Reviews: (by author)

Stauffacher, Sue. Donuthead. New York: Knopf, 2003. $15.95. ISBN 0-375-82468-5. 144 pp.

Franklin Delano Donuthead is a sensitive, asymmetrical eleven-year old with a passion for statistics. He incessantly computes the probabilities of anything and everything that could go wrong at any given time, increasing his chances of living a long life. As he puts it, “If I didn’t know there was an astonishingly high probability that I would live through each day…I would not get out of bed in the morning” (3). Franklin has never met his father, and his mother misunderstands him completely. When he meets Sarah Kervick, a regular breeding ground for disease and bacteria, he finds he has no choice but to comply with her demands under penalty of a “ground-floor punch.” Sarah just started at Pelican View elementary, and she doesn’t take crap from anybody. She finds that Donuthead is useful to her purposes, and as soon as she meets Donuthead’s compassionate mother, he can’t get rid of her. Sarah has a long way to go to become the normal little girl she dreams of, and with Franklin’s mother’s help, she begins to transform from a caterpillar into a beautiful butterfly.

Sue Stauffacher does an excellent job of assuming the personality of an unduly stressed eleven-year old.
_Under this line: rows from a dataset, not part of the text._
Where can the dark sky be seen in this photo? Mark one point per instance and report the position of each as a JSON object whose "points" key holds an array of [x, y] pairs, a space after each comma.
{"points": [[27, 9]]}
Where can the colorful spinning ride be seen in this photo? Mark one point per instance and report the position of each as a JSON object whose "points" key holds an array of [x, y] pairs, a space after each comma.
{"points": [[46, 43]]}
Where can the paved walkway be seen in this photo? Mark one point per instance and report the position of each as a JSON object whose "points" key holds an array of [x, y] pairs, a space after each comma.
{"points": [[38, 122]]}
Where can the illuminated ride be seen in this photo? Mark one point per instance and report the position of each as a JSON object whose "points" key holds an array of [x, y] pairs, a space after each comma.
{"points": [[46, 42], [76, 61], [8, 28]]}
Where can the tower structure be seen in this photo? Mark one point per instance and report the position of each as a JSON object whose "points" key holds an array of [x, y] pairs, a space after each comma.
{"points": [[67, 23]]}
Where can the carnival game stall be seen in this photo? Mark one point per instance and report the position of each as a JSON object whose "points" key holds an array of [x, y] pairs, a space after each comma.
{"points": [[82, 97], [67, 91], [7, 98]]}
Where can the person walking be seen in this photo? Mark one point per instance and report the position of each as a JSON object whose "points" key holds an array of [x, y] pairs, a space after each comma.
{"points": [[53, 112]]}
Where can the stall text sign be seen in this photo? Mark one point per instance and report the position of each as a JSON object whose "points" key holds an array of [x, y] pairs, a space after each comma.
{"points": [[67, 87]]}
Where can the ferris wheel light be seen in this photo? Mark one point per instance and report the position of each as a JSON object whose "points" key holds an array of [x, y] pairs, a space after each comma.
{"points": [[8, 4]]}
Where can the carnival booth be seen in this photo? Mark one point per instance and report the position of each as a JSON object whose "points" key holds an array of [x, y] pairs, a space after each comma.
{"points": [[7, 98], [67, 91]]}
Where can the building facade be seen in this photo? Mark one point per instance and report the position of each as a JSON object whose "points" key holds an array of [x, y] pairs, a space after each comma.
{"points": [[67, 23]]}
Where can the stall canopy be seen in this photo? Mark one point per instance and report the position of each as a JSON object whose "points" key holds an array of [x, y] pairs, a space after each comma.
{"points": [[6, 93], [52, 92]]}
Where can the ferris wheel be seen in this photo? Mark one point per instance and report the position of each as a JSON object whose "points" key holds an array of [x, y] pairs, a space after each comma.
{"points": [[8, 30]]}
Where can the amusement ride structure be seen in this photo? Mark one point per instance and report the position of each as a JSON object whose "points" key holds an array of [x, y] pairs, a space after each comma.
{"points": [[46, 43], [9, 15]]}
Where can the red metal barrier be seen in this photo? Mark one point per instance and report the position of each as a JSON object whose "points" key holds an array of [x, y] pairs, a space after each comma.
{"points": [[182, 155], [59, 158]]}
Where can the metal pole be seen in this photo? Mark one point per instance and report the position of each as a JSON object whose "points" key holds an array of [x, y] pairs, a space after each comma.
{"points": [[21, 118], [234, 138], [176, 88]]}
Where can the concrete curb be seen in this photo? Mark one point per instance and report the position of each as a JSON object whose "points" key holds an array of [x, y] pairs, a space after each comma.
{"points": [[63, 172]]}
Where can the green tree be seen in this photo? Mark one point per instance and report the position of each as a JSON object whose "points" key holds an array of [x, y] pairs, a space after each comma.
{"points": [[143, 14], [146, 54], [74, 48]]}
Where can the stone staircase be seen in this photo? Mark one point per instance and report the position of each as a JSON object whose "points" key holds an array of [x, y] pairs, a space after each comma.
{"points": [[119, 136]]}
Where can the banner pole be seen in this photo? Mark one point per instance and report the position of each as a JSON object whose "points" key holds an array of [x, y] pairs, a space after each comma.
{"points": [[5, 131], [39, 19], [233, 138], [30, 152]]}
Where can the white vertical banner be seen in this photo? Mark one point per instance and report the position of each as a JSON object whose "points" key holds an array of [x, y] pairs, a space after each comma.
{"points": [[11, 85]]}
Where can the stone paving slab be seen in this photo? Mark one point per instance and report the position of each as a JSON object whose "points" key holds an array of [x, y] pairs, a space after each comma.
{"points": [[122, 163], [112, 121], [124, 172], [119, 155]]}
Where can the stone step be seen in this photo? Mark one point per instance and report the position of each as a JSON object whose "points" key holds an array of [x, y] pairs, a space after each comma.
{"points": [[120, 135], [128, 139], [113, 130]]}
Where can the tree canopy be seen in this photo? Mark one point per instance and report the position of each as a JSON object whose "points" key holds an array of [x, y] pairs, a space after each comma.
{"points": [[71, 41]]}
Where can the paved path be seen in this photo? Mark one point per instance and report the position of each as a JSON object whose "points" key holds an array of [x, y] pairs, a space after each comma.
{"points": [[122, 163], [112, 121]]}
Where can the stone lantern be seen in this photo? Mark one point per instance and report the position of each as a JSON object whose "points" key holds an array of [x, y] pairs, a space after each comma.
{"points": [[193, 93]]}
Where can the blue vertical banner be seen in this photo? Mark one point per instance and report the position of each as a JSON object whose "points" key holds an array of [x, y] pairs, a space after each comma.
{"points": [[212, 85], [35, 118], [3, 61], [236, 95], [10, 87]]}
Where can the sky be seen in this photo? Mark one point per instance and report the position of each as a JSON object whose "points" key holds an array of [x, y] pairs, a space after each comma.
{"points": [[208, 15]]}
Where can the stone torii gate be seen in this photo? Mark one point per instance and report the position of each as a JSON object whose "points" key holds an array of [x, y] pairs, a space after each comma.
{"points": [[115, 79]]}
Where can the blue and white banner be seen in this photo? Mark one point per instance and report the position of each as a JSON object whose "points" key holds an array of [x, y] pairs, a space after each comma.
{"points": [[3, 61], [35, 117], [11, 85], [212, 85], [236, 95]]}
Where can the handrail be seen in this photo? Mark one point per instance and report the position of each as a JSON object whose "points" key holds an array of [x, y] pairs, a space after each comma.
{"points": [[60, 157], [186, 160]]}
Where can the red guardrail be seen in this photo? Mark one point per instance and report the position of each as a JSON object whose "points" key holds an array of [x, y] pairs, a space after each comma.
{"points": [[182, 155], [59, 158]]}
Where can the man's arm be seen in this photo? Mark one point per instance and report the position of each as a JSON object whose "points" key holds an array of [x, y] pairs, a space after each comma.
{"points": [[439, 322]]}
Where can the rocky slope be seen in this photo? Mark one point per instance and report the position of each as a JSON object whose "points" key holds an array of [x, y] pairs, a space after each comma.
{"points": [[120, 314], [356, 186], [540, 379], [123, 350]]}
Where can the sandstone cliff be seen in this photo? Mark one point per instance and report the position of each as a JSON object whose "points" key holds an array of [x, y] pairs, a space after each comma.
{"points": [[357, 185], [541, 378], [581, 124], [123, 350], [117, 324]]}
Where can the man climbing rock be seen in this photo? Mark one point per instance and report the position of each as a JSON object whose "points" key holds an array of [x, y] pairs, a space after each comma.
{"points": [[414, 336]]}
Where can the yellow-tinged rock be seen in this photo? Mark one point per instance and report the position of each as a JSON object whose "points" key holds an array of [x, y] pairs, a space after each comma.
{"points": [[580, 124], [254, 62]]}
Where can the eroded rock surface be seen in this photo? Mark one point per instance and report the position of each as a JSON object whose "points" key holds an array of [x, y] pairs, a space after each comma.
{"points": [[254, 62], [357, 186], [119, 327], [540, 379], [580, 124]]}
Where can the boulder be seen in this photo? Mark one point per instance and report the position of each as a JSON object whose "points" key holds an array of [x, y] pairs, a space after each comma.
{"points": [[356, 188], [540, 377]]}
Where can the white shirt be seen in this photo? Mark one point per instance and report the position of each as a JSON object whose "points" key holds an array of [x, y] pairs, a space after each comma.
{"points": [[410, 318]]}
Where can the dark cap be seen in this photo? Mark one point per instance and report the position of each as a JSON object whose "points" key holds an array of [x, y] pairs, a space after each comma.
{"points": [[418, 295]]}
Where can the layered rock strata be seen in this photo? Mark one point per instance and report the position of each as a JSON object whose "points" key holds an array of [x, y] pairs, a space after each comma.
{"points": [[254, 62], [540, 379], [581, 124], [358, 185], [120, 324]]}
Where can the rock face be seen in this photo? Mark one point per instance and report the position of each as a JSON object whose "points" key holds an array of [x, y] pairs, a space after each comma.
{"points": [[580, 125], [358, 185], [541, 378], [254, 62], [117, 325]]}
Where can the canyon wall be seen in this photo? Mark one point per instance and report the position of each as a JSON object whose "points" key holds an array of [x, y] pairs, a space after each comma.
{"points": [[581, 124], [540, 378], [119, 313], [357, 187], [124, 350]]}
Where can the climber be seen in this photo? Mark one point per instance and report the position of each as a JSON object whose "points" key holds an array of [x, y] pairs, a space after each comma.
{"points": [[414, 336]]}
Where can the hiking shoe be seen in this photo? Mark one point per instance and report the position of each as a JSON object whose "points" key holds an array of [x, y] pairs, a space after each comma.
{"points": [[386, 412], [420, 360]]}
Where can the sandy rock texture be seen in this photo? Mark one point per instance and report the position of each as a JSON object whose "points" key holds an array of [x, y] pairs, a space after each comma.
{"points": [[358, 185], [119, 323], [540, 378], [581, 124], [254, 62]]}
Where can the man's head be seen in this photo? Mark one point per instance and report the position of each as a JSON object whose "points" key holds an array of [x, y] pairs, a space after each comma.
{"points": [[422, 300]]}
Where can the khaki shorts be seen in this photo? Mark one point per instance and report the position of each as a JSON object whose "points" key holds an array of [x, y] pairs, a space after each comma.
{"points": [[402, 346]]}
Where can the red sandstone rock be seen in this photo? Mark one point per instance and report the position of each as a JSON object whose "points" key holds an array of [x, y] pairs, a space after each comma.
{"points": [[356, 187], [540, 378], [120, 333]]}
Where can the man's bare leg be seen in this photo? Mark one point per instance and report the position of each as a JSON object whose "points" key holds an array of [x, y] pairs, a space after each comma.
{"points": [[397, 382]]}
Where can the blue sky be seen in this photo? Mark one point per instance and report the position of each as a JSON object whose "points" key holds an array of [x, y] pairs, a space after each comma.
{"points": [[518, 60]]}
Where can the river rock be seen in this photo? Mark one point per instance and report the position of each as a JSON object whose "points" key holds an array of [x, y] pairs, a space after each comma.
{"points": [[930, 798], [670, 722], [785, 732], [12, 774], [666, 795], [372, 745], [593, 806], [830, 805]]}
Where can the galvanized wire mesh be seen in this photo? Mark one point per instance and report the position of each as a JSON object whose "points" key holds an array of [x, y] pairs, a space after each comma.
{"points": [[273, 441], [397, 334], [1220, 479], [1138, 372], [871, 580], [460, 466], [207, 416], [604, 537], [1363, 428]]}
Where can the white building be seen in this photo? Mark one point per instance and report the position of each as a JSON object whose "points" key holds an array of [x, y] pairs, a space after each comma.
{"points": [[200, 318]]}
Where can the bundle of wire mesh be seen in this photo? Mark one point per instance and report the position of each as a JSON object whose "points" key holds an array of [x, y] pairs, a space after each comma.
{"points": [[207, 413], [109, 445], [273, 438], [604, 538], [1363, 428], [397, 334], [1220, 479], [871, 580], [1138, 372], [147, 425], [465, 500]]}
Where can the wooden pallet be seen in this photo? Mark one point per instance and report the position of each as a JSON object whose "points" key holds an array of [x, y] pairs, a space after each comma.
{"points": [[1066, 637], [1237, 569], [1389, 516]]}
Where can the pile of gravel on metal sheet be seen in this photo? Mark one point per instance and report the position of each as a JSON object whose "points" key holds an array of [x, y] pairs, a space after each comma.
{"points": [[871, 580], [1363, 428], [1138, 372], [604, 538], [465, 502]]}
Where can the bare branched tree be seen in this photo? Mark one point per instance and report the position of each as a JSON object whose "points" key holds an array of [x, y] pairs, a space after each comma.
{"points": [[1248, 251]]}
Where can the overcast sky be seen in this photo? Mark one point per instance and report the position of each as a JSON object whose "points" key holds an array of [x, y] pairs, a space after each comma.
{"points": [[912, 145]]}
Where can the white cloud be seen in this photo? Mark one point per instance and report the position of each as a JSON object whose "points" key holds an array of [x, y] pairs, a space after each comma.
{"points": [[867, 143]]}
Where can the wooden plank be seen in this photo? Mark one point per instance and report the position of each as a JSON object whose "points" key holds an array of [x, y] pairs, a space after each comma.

She manages to make the book believable enough to allow the reader to sympathize with Franklin’s concerns, while leaving room to laugh at the absurdity of his thought processes. Franklin’s concerns are a platform for laughter for the whole book, “I have mentioned to my mother that coming from a single-parent home puts me at a disproportionately high risk for all sorts of life-threatening behaviors, like alcohol and drug abuse, depression and anger management issues, and being abducted by kidnappers on the rare evening she has to work late” (6). Sarah Kervick’s bullying attitude provides a welcome contrast to Franklin, and as their personalities collide and finally mesh towards the end of the story, the reader is drawn closer to the characters. The story is one of heartwarming compassion recommended for adolescents to adult readers.